STATEMENT-1: `sin 2 > sin 3` STATEMENT-2: If `x,y in (pi/2, pi), x lt y,` then `sin x gt siny`

To determine the validity of the two statements provided, we will analyze each statement step by step. ### Step 1: Analyze Statement 1 **Statement 1:** `sin 2 > sin 3` 1. **Convert radians to degrees:** - \(2\) radians is approximately \(114.59^\circ\) - \(3\) radians is approximately \(171.89^\circ\) 2. **Evaluate the sine values:** - We know that the sine function increases in the interval \( (0, \frac{\pi}{2}) \) and decreases in the interval \( (\frac{\pi}{2}, \pi) \). - Since \(2\) radians is in the interval \( ( \frac{\pi}{2}, \pi) \) and \(3\) radians is also in the interval \( ( \frac{\pi}{2}, \pi) \), we can analyze their sine values based on their positions within this interval. 3. **Graphical interpretation:** - The sine function reaches its maximum at \( \frac{\pi}{2} \) and decreases towards \( \pi \). - Since \(2 < 3\), it follows that \( \sin(2) > \sin(3) \).

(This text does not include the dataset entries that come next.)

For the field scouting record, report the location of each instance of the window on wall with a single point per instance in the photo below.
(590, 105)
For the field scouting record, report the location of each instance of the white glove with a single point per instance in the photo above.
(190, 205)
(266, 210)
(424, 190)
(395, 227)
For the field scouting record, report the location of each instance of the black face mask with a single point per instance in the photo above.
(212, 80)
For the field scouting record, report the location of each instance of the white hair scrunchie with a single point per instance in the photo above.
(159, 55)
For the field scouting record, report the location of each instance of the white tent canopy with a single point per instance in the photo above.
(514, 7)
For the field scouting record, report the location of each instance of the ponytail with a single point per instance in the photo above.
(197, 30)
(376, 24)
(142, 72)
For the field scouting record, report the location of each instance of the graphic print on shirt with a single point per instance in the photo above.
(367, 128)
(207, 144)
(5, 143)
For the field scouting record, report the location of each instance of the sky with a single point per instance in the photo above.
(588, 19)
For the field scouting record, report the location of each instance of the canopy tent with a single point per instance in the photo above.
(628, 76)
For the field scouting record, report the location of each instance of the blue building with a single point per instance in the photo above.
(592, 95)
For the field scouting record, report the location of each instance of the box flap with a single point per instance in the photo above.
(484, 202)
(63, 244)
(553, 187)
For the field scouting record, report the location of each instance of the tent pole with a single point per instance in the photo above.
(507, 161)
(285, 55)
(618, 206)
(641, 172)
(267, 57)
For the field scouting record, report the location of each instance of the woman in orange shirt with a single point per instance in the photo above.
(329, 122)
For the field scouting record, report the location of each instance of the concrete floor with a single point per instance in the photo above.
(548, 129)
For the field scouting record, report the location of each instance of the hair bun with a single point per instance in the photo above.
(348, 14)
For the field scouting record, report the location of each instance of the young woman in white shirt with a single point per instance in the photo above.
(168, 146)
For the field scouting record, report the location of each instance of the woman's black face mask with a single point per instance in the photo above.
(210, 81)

Thus, **Statement 1 is true.** ### Step 2: Analyze Statement 2 **Statement 2:** If \(x, y \in \left(\frac{\pi}{2}, \pi\right)\), \(x < y\), then \(\sin x > \sin y\). 1. **Understanding the intervals:** - The interval \( \left(\frac{\pi}{2}, \pi\right) \) corresponds to angles between \(90^\circ\) and \(180^\circ\). - In this interval, the sine function is decreasing. 2. **Choose specific values:** - Let \(x = \frac{2\pi}{3}\) (which is approximately \(120^\circ\)) and \(y = \frac{5\pi}{6}\) (which is approximately \(150^\circ\)). - Here, \(x < y\). 3. **Evaluate the sine values:** - \(\sin\left(\frac{2\pi}{3}\right) = \sin(120^\circ) = \frac{\sqrt{3}}{2}\) - \(\sin\left(\frac{5\pi}{6}\right) = \sin(150^\circ) = \frac{1}{2}\) 4. **Comparison:** - Since \(\frac{\sqrt{3}}{2} > \frac{1}{2}\), it follows that \(\sin x > \sin y\). Thus, **Statement 2 is also true.** ### Conclusion Both statements are true: - **Statement 1:** \( \sin 2 > \sin 3 \) is true. - **Statement 2:** If \( x < y \) in \( \left(\frac{\pi}{2}, \pi\right) \), then \( \sin x > \sin y \) is true.